Vaccine hesitancy is one of the biggest obstacles to hepatitis eradication

Hepatitis B virus (HBV) infection remains a major global health problem, with nearly 300 million people worldwide chronically infected. To address this public health challenge, the World Health Organization (WHO) has set a goal of eliminating HBV by 2030 and emphasized the importance of achieving 90% infant vaccine coverage. However, ongoing challenges with awareness and misinformation may hamper the agency’s efforts.

There is no shortage of data demonstrating the effectiveness of the hepatitis B vaccine in preventing infection, but preventing chronic infection also brings the added benefit of reducing the incidence of liver failure, cirrhosis, and other related comorbidities. Still, over the past 30 years, questions have been raised about long-term protection and vaccine-evading mutants. However, many fears have been put to rest due to the continued protection of most populations and most areas, and no real progress being made by mutants.

Perhaps the most important recent factor affecting HBV infection rates and vaccination status is the COVID-19 pandemic, but it is too early to tell how large the impact will be. Multiple studies have shown that confidence in vaccines has decreased or vaccine hesitancy has increased in light of vaccination campaigns against COVID-19. This is true not only for HBV vaccine but also for other routine immunizations, with some models suggesting that a 20% reduction in vaccine coverage in 2020 would result in more than 500,000 additional chronic HBV infections and increased mortality, particularly in Africa and the Middle East. Western Pacific Region. While lockdowns suppressed transmission in some groups, poor levels of hepatitis B virus testing and vaccination following the pandemic have not helped quell new infections.

The CDC’s most recent update shows that the number of new hepatitis B virus infections has declined in 2020 and 2021, with a significant decline in 2020 and a further 14% decline in 2021. The authors noted that although 2 indicators of new HBV infections met annual targets for 2021, “it is difficult to determine the extent to which lower incidence rates are attributable to a true reduction in disease burden and the impact of the COVID-19 pandemic on health care.” , hepatitis testing and the health department’s ability to investigate viral hepatitis cases.”

Notably, historical case reports of adverse events, particularly in multiple sclerosis, have had a lasting impact on vaccination rollout in some countries, including France and China. Although these associations are unfounded, social media, especially through the COVID-19 pandemic, has contributed to the spread of false information. Another significant barrier is low birth dose coverage, which has also increased during COVID-19 due to vaccine hesitancy. Outside of the pandemic, access to infant vaccinations remains a problem in Africa and Asia, where rates of maternal transmission are highest. Notably, data collected from the U.S. population from 2018 to 2020 show racial disparities in hepatitis B birth-dose vaccination, with Asian Americans having the highest vaccination rates and African Americans experiencing high levels of vaccine hesitancy .

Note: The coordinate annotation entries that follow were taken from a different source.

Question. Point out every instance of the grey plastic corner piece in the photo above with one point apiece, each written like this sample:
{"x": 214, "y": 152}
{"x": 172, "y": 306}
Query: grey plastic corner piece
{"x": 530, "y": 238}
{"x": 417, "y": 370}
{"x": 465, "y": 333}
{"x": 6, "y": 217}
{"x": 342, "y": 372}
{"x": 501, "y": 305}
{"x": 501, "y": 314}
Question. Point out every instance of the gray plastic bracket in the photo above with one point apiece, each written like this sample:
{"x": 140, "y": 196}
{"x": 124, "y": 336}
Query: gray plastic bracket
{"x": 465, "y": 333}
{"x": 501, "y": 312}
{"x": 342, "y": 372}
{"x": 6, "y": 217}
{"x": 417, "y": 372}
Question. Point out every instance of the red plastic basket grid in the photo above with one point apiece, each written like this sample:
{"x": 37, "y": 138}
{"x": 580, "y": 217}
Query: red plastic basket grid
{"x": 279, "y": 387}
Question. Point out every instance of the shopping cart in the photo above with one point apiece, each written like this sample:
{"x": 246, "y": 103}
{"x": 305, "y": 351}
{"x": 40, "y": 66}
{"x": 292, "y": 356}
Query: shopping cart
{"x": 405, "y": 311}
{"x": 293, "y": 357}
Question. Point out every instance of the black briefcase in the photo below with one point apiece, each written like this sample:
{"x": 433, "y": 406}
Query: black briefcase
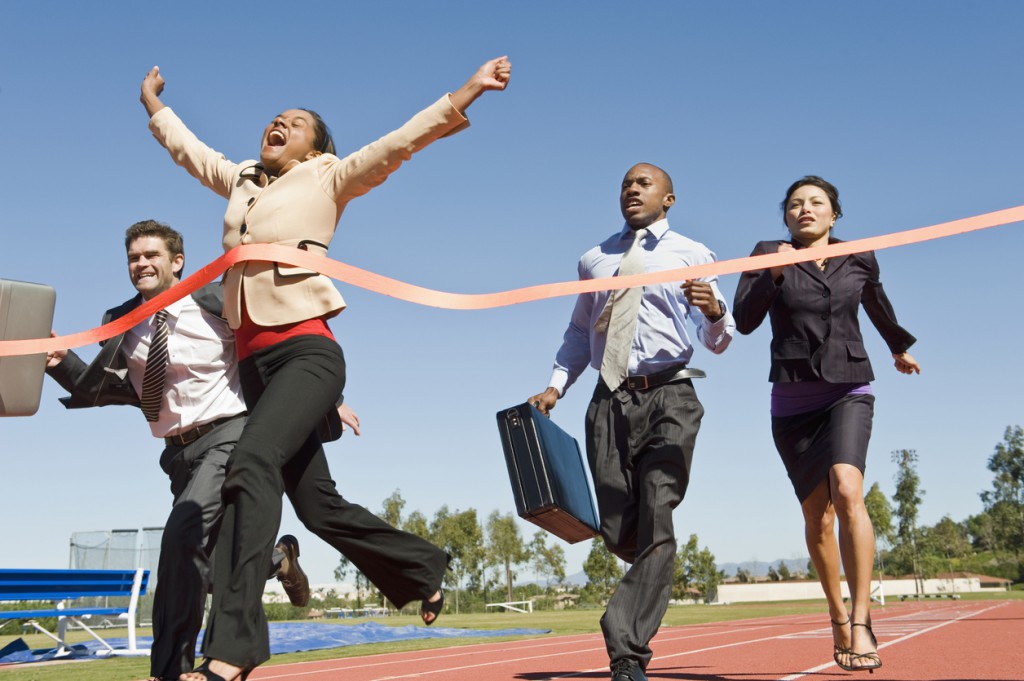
{"x": 547, "y": 472}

“In contrast to COVID-19, no biological barriers exist that reduce the effectiveness of HBV vaccines,” the authors concluded. “However, there are still many obstacles to the effective eradication of this harmful disease, such as the availability of vaccines and the lack of awareness of the beneficial relationship between the risk of contracting hepatitis B and the benefits of vaccination, as well as vaccine hesitancy (vaccine hesitancy) .”

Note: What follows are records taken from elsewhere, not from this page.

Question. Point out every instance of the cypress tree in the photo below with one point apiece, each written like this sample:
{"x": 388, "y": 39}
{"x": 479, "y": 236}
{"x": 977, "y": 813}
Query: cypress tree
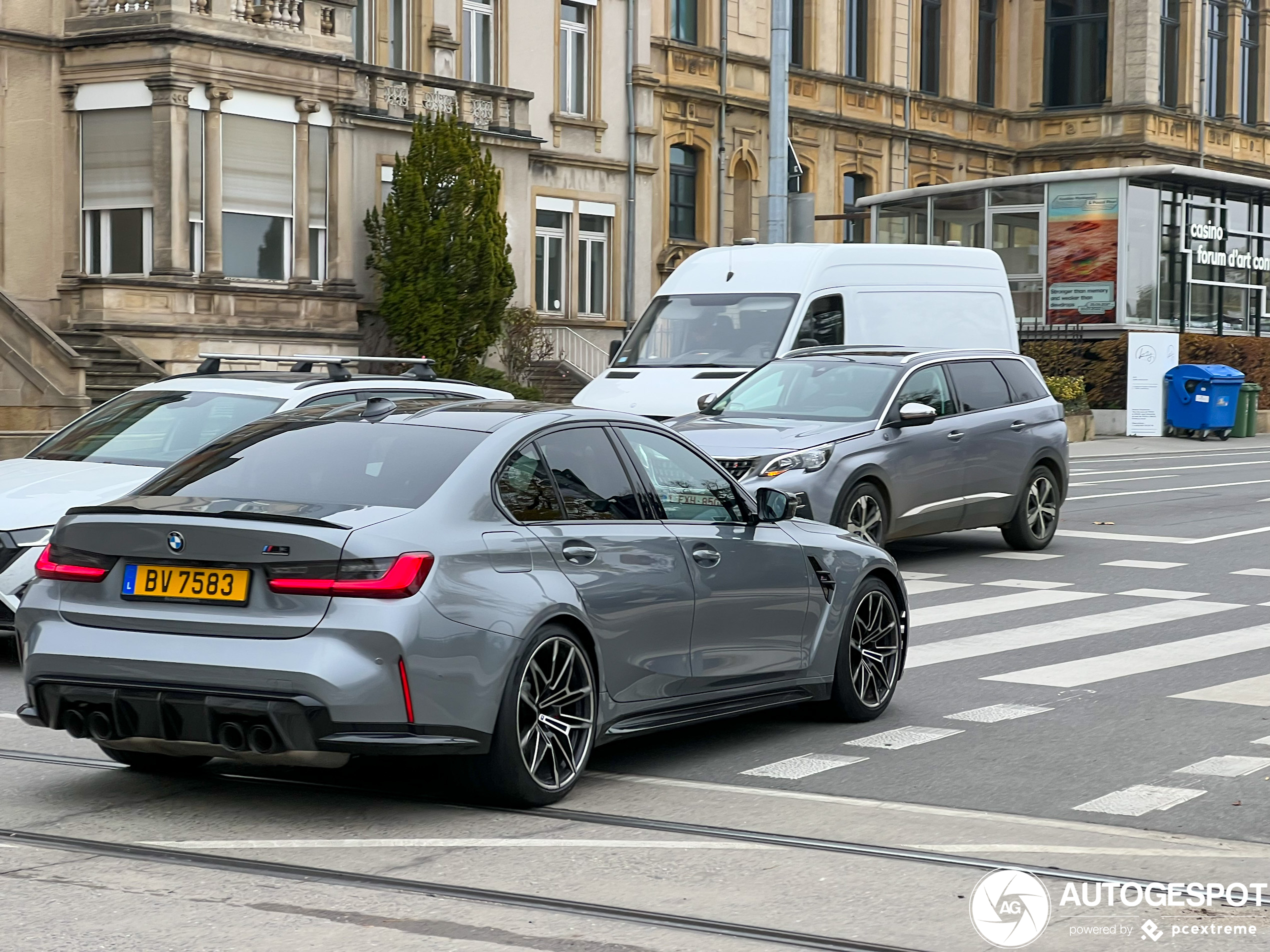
{"x": 440, "y": 249}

The authors believe that most of these issues can be addressed through appropriate educational campaigns, which have been shown to help overcome vaccine hesitancy in other contexts. Examples from different countries demonstrate the impact of targeted information dissemination via the internet and social media, especially in marginalized communities where cultural sensitivity and addressing language barriers are key to success.

refer to

Pujol FH, Toyé RM, Loureiro CL, Jaspe RC, Chemin I. Hepatitis B eradication: vaccines a key player. American Journal of Translation Studies. 2023;15(8):4971-4983.